Sadly, though, these civic groups often struggle with lack of participation. Groups like the Shoreham Civic Association publicly asked in a local Facebook group for people to show up, saying without participation their capacity for change goes out the window.
“Without Shoreham citizen participation we can do nothing,” the group wrote on Facebook.
If one were to get very Disney with their analogies, civics and civic participation are like … well, fairies. If one says out loud, “I don’t believe in fairies,” then the fairy dies.
Still, it’s clear why civics lack participation. Despite reports of a strengthening economy, people continue to work long hours and, in several cases, multiple jobs. Civic meetings often take place on weekdays and, understandably, the last thing one wants to do after getting home at 5, 6 or even 7 p.m. is rush out again to sit in another hour-long-plus meeting to discuss, for example, road issues.
When we attend these meetings, we see the demographics. Most people who attend are older and likely have the time to sit and discuss the issues.
That’s not to say the younger generations don’t attend solely because of time constraints. In all likelihood, many community members don’t even know who their local civic leaders are, and when or where they meet.

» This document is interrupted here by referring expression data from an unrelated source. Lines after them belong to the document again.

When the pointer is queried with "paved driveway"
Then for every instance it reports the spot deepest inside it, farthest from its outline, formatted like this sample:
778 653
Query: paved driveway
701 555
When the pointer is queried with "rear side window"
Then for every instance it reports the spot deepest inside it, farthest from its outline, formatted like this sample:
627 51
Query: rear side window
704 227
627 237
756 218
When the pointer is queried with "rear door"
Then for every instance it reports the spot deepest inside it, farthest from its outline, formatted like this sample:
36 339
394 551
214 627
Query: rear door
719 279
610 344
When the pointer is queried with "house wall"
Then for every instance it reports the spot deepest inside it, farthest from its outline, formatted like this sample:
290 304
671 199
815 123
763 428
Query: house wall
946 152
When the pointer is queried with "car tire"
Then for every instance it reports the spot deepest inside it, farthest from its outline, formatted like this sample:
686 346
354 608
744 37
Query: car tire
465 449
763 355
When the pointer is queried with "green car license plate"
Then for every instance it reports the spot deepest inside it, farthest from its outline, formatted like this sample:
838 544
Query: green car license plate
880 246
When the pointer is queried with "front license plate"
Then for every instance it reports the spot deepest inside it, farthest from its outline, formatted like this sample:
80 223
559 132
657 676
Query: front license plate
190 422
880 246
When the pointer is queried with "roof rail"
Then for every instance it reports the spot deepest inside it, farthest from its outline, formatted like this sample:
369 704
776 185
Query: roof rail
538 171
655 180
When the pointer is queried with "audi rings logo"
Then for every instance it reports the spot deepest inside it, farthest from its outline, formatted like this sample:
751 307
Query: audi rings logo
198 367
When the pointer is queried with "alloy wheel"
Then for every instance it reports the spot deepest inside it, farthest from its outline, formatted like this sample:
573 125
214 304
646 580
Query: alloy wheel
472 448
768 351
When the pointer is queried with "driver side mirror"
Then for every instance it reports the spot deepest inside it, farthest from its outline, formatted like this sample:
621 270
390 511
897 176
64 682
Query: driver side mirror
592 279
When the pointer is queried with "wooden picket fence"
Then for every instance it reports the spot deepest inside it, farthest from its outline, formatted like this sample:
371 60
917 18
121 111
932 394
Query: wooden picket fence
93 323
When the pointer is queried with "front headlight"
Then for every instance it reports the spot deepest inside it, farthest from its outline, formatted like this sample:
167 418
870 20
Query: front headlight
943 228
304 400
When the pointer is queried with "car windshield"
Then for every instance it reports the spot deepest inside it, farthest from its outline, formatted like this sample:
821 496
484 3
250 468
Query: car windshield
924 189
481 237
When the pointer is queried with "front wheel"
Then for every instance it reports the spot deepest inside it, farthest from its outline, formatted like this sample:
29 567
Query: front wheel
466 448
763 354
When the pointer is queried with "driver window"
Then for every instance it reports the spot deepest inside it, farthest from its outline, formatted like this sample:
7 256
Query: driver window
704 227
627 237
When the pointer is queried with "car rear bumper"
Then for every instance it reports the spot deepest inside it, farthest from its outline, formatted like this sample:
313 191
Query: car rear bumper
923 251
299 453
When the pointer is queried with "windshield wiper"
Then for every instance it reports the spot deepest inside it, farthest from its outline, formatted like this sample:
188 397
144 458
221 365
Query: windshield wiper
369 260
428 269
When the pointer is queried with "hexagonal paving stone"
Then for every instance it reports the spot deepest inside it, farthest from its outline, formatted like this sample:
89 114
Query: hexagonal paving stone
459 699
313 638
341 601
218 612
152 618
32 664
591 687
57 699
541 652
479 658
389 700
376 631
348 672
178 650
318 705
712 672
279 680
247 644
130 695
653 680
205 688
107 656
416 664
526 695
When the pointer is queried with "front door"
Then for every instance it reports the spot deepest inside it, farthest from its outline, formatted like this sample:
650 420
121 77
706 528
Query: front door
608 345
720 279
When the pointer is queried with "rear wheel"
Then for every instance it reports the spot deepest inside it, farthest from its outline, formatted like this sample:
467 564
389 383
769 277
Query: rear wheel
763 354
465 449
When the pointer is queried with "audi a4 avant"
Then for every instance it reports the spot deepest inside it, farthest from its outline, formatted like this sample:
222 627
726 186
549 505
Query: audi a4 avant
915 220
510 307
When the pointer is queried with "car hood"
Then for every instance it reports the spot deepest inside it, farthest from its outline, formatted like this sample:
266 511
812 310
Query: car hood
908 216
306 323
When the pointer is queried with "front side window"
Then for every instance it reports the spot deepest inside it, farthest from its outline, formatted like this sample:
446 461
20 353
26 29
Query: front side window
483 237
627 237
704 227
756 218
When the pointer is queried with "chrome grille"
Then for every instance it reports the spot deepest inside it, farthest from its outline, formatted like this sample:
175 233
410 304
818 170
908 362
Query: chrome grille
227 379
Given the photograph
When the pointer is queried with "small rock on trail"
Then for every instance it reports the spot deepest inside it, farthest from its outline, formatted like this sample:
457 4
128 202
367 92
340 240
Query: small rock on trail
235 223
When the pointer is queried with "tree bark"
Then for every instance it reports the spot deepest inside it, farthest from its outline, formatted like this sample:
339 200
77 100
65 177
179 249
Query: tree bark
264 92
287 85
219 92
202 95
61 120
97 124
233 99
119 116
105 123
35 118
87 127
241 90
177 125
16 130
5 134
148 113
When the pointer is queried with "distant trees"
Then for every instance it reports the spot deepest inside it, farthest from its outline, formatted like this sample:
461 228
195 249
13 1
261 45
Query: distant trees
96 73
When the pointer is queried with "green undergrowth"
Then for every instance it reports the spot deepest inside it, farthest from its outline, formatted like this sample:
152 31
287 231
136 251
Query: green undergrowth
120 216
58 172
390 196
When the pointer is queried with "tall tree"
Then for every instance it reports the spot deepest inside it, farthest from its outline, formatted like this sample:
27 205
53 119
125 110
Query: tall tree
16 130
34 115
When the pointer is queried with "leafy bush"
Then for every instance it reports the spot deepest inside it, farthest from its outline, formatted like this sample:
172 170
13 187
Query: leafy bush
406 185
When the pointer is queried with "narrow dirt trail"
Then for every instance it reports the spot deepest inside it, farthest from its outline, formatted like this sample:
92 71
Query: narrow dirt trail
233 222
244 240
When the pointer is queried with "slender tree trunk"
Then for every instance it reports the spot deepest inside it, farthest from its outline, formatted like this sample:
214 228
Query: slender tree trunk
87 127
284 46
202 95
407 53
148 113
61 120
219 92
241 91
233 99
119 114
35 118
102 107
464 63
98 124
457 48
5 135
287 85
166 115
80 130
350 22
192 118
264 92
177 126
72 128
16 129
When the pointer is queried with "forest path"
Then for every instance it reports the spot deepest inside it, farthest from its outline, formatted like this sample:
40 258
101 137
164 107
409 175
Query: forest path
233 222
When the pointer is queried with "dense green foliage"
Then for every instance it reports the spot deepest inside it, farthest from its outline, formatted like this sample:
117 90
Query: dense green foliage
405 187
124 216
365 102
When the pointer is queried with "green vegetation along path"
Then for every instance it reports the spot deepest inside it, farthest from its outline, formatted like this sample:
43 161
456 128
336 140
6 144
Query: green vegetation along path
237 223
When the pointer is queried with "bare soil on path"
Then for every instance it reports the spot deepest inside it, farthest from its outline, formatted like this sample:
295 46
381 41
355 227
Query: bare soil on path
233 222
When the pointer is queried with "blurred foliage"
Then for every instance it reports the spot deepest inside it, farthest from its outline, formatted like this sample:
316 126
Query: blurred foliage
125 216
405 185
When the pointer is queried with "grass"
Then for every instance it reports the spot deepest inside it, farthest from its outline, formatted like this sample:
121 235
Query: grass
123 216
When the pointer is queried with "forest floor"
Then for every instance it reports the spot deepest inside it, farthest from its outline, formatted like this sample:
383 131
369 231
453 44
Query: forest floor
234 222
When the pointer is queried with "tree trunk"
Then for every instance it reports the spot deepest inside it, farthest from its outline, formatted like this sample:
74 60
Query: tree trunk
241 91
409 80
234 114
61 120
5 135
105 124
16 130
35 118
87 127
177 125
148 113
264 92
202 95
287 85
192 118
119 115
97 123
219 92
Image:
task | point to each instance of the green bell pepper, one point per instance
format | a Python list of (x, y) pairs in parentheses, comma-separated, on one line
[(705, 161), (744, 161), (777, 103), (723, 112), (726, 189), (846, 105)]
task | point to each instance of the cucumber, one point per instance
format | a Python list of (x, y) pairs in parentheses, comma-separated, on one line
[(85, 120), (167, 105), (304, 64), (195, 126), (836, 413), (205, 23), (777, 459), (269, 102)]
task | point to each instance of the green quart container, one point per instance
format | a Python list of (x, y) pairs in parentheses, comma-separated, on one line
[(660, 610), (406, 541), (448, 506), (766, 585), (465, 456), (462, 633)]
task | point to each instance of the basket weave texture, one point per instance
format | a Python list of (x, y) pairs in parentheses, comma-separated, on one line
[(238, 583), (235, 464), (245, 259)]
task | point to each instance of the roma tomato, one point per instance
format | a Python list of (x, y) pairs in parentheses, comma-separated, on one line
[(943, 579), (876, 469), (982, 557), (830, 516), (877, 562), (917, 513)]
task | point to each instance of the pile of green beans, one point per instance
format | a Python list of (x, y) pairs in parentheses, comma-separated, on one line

If you are asking yourself: How can I have a hand in designing my community? Or, how can I keep taxes down? Well, it starts with the civics, so reach out to your local civic group.
It may also be time for civics to reach out more to their community residents, as well.
As reporters, we have noticed times when local elected officials, like in the Village of Port Jefferson, have actually become active in local Facebook pages. Some of these pages are full of comments, and often facts get misrepresented. If civics would take videos of their meetings, then upload them directly to these Facebook groups. It may be a means of bridging the knowledge gap. Civic leaders need to reach out by every means possible, including social media.
The issues aren’t going away. The only way to have your voice be heard is to get involved.